Once the final football teams were declared, requests for slots increased significantly: over 400 additional flights (arrivals and departures) over the weekend. After the final there were over 170 departures between 22:00 and 05:00 (local time). These were mostly business aviation flights but many additional supporters' flights used widebody aircraft, too. Over the weekend significant pressure on parking positions resulted in a number of taxiways and military areas being used to accommodate parked aircraft.
Airports’ central role
At Kiev Boryspil airport where the implementation of Airport CDM is underway, the airport operator, local ANSP and NM airport experts, had started their preparations months in advance so that the airports and airspace were ready to cope with the additional traffic.
This resulted in more accurate arrival times, and improved predictability for off-block and take-off times. Operational staff could then anticipate problems and find solutions early, instead of ‘fire-fighting’ problems as they arose.
One of the tools put in place to better manage the planning at airport level is the Flight Update Messages tool (FUM). This has two sorts of messages: the ones issued by the NMOC on expected landing times and the Departure Planning Information (DPI) messages which are transmitted by the airport to help the NMOC assess and correctly manage demand. At the Kiev airport itself, the early implementation of some elements of Airport CDM helped with their own internal planning.
In Poland, the airport slot data were monitored against filed flight plans to ensure that the latter were in accordance with the airport slots. When this was not the case, the flight could be suspended in order to help with the running of the airport and to make sure that flights arrived when they were expected. Actually, some 60 flights without airport slots were manually suspended. This procedure helps flow management avoid applying unnecessary regulations and it will be continued during the Olympics.

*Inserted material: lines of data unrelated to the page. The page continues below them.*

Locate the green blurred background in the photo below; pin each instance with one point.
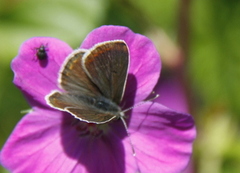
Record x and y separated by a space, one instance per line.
198 41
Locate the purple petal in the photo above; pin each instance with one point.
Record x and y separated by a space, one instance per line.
171 94
46 141
144 59
36 77
161 137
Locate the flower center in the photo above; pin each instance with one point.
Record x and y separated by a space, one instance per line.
89 129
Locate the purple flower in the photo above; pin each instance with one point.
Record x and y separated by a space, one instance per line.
49 140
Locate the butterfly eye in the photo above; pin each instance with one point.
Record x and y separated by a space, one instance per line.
101 105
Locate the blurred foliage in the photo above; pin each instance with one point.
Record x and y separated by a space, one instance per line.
212 70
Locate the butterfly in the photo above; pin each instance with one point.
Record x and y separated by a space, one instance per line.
94 82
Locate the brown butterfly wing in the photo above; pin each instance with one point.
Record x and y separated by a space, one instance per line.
79 107
73 78
107 64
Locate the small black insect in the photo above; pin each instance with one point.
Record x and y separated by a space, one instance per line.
42 52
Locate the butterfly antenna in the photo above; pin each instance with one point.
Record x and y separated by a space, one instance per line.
140 103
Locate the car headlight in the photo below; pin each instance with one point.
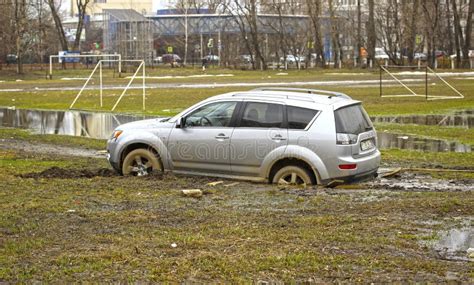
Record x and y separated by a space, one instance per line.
116 134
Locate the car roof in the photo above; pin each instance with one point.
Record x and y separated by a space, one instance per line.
292 94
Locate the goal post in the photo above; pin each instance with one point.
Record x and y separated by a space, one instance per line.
99 67
106 56
426 72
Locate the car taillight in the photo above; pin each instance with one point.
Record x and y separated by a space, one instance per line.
347 166
346 139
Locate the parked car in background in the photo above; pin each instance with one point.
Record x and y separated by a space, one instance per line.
278 135
11 58
419 56
211 58
172 59
244 58
471 54
380 54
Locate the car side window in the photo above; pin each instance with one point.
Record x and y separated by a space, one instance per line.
299 118
262 115
211 115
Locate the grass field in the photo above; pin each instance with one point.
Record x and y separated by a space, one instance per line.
114 229
70 219
168 101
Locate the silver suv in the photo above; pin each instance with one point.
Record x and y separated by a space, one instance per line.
279 135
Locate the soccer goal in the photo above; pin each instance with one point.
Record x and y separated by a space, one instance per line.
99 66
416 82
117 57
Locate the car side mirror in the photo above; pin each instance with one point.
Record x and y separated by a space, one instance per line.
180 124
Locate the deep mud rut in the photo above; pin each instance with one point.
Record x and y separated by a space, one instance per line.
41 148
403 181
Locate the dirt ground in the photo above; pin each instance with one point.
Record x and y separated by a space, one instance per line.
67 217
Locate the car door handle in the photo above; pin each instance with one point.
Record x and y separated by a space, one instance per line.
278 138
222 137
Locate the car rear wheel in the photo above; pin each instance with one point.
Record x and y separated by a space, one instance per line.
292 175
141 162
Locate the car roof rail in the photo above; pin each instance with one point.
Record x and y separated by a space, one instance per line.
304 90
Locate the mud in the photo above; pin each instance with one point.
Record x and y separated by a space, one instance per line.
25 146
390 141
63 173
417 182
463 119
456 244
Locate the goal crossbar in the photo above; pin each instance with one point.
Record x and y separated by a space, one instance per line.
99 66
117 56
428 72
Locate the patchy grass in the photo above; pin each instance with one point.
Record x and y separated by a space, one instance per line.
118 229
413 158
462 135
25 135
169 101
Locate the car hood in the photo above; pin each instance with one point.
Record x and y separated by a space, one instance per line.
146 124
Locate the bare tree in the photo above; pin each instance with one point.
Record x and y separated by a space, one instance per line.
336 44
81 9
20 23
468 31
432 13
314 11
245 16
54 7
359 32
371 34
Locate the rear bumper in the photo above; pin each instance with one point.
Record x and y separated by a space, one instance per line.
352 178
367 167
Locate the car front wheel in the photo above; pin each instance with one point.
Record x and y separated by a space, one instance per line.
141 162
292 175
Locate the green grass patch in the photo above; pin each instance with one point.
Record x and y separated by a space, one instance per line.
171 100
72 141
462 135
413 158
122 229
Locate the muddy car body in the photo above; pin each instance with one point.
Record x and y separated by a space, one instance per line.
269 134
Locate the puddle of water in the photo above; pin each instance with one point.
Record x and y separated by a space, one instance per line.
388 141
74 123
456 244
463 119
101 125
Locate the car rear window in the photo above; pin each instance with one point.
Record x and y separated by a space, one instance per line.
299 118
352 120
262 115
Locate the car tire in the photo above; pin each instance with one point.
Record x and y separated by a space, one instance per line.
141 162
292 175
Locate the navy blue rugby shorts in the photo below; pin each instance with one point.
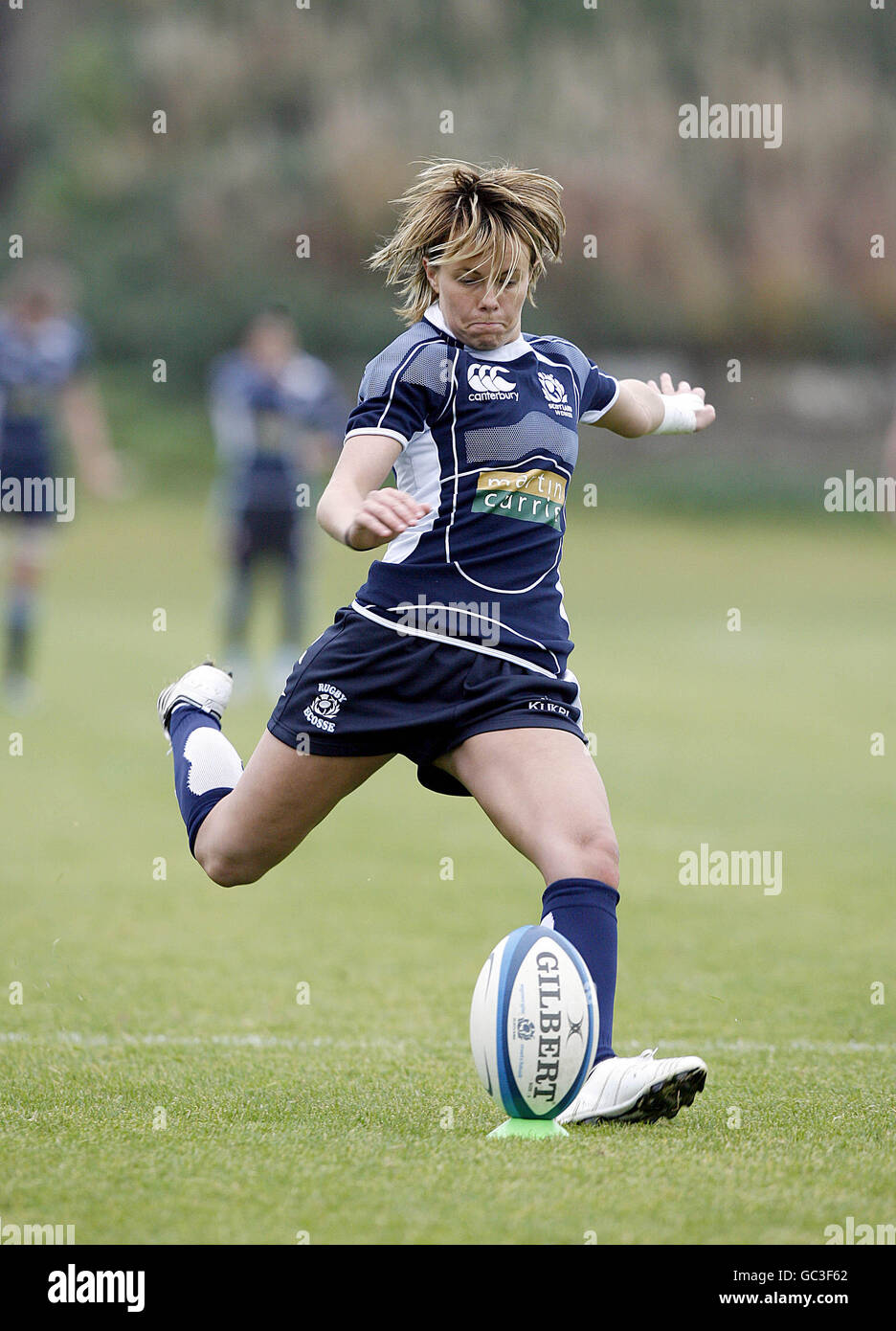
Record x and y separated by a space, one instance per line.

As the clock ticked closer to the final, on Sunday morning 1 July, Kiev airport traffic and data flows reached their peak.
Some equipment failures added to the complexity of an already demanding situation. However, excellent coordination between the airports, airlines and ATC (including adapting the runway configurations) ensured that priority was given to departure flights to free up parking stands for arriving flights. NMOC helped by adapting departure routes, further reducing any delays.
Our own seconded staff, like many of the local staff, were on duty for over 24 hours to ensure that both fans and players made it home safely.
It is not how big you are, it's how big you play
For the first time, teams of experts from the ACCs and from the Directorate Network Management flew in opposite directions to bring their knowledge and extensive skills right to the field and make all the preparatory work pay off.
The enthusiasm on both sides was huge - it was genuinely contagious for all on duty.
Their contribution to the success of the EURO2012 is crystal clear. They added to the words defining this football tournament: team spirit, support, respect, performance and … fun!